必要な休息を確保できるなら、それも時間を買い戻す意味の一つです。

小さな節約より、自分の時間単価を上げる

個人で稼ぐようになると、100円、500円、1,000円を節約することに時間を掛けすぎる場面があります。

もちろん固定費を削ることは重要です。

ですが、毎回1時間掛けて500円節約するなら、時給500円の節約労働をしていることになります。

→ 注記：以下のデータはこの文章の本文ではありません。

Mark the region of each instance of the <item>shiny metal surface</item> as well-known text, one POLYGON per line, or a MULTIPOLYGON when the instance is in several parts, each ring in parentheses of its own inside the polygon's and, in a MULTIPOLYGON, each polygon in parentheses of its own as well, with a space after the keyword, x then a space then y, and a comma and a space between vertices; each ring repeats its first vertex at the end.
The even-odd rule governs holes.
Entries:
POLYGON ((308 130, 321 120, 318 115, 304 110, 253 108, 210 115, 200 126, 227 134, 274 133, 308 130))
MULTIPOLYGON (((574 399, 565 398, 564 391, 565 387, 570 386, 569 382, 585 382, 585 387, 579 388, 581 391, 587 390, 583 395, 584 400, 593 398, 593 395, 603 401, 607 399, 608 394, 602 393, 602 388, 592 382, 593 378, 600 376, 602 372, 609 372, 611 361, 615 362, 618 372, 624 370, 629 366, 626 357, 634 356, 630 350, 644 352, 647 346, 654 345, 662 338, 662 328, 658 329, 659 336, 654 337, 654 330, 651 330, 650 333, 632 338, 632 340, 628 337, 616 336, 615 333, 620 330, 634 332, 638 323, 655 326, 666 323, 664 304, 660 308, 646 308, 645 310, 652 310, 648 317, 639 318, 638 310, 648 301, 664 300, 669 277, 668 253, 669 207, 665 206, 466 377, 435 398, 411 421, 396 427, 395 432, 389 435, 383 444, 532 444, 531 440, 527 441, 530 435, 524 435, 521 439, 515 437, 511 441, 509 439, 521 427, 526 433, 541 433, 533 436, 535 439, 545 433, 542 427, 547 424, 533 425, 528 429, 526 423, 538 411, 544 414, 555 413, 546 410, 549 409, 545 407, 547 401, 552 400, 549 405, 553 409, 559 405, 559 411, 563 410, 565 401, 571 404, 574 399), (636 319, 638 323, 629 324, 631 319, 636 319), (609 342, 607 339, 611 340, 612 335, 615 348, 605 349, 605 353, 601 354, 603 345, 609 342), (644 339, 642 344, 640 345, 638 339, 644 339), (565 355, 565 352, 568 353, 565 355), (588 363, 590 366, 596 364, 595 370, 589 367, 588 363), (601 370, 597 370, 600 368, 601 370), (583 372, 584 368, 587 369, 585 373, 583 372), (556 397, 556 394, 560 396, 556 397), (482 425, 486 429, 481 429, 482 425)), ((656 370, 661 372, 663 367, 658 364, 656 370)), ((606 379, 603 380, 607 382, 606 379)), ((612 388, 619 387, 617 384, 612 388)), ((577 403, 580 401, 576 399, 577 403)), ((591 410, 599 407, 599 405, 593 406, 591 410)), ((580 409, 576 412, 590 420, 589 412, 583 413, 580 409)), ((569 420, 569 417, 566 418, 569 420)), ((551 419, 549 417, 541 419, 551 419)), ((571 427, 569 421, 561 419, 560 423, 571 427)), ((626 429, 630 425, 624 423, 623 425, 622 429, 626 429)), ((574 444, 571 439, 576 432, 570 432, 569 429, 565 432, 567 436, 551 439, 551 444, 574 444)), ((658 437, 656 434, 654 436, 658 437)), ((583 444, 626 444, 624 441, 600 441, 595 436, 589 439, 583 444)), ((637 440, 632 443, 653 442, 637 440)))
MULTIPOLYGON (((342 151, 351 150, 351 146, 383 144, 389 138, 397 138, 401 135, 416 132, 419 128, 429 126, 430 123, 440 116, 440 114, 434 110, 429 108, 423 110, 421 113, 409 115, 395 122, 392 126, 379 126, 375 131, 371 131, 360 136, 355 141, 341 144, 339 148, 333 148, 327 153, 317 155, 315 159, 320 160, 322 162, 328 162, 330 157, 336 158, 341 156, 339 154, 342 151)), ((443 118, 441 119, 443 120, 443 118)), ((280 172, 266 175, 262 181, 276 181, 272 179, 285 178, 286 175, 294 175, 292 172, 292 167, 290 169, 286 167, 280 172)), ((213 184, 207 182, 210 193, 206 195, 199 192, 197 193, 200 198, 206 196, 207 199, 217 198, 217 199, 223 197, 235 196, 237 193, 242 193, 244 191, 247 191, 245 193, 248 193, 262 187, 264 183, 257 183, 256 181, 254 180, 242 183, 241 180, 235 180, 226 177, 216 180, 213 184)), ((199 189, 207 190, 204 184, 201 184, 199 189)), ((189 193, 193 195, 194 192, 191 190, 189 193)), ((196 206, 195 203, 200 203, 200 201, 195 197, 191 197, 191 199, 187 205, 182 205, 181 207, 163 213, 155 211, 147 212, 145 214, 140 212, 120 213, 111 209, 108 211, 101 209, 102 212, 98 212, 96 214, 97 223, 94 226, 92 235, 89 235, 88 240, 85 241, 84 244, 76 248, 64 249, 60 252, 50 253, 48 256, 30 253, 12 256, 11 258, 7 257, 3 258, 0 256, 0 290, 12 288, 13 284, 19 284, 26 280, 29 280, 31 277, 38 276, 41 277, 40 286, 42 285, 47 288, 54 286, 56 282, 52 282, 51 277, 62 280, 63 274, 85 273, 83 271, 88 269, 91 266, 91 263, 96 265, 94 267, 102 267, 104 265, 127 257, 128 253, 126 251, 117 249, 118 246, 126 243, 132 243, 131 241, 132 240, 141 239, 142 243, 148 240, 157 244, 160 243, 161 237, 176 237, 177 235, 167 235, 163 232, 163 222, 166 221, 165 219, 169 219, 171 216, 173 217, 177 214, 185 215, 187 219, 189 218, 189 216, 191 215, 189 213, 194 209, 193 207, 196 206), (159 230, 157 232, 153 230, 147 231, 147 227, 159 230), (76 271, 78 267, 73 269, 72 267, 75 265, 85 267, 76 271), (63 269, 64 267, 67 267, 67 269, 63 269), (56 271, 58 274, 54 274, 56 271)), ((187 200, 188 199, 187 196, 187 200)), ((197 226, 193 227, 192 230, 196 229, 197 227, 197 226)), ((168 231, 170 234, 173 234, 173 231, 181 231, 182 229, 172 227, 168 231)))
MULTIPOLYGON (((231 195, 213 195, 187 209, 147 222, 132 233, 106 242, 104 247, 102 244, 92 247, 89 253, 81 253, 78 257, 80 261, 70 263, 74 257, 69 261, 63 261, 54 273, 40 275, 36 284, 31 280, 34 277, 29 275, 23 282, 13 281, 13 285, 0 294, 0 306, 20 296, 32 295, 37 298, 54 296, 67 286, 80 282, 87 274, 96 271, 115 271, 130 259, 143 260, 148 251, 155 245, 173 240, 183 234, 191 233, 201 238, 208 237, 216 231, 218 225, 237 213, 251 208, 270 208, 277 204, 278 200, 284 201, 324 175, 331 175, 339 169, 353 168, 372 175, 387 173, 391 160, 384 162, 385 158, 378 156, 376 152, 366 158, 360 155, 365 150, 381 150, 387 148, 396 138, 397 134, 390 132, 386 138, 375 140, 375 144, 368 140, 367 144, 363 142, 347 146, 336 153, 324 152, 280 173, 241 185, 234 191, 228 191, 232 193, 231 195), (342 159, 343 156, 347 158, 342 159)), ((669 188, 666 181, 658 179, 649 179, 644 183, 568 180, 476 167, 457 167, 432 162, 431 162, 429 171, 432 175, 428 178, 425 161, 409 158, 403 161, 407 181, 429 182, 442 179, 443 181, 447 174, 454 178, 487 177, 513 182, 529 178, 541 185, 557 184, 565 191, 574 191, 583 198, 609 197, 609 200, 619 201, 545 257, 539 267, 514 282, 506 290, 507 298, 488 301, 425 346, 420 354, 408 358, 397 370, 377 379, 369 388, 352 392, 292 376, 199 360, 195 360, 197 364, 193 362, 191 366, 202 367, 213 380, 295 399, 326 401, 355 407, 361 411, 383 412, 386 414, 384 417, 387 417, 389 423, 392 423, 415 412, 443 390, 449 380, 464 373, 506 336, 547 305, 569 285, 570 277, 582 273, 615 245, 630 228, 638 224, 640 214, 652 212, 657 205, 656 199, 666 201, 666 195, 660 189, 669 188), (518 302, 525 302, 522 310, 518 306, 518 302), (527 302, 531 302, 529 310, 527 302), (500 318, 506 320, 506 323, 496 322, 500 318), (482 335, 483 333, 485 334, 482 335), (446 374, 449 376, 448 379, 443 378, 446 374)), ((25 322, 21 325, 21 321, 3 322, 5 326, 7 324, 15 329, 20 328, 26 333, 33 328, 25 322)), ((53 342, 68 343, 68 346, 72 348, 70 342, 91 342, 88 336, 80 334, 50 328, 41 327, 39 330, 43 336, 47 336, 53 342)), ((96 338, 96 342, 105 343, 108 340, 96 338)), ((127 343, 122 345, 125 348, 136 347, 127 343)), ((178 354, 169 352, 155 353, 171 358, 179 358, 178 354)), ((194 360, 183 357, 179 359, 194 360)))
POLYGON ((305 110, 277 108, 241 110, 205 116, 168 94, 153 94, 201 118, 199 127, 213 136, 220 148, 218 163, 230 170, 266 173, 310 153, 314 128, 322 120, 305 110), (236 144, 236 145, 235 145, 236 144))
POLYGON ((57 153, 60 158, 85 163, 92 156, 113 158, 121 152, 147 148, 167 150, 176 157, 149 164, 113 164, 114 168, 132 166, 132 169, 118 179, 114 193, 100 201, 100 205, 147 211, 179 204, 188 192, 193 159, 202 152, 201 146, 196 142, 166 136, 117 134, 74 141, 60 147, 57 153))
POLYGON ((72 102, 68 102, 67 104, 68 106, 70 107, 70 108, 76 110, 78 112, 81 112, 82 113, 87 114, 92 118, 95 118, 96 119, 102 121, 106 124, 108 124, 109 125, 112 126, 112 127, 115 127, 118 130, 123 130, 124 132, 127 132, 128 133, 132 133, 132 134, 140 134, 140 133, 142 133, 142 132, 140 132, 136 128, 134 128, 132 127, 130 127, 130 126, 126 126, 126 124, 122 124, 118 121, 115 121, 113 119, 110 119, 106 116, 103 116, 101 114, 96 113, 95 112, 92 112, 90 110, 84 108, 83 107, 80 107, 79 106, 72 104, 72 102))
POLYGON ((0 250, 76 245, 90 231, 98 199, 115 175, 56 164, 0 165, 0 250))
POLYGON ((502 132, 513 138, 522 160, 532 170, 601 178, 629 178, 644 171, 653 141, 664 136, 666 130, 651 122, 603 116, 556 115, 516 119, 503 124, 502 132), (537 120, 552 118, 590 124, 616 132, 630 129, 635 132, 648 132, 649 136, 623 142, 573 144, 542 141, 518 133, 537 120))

それなら、その1時間を本業へ使う方がいい場合があります。

見るべきなのは、金額だけではありません。

その金額を得る、または節約するために何時間使ったか。

ここまで含めると判断が変わります。

まとめ:「自分でやれば無料」ではなく「自分でやれば何時間かかるか」

自分でやれば、誰かへの支払いは発生しません。

しかし、自分の時間は消えます。

個人事業主にとって、その時間は仕事、営業、仕入れ、制作、休息などに使える資源です。

だから判断するときは、

「自分でやれば無料か?」ではなく、「自分でやれば何時間かかるか?」

と考えた方がいい。

短時間で終わるなら自分でやる。

説明する方が面倒なら自分でやる。

将来役立つ技能なら自分で覚える。

一方で、移動だけで何時間も消える作業や、誰がやっても結果が変わらない単純作業なら、外へ出す価値があります。

金を節約することと、時間を安売りすることは別です。

最終的に手元へ何が残るのか。

個人事業では、そこから逆算して判断する方が現実的です。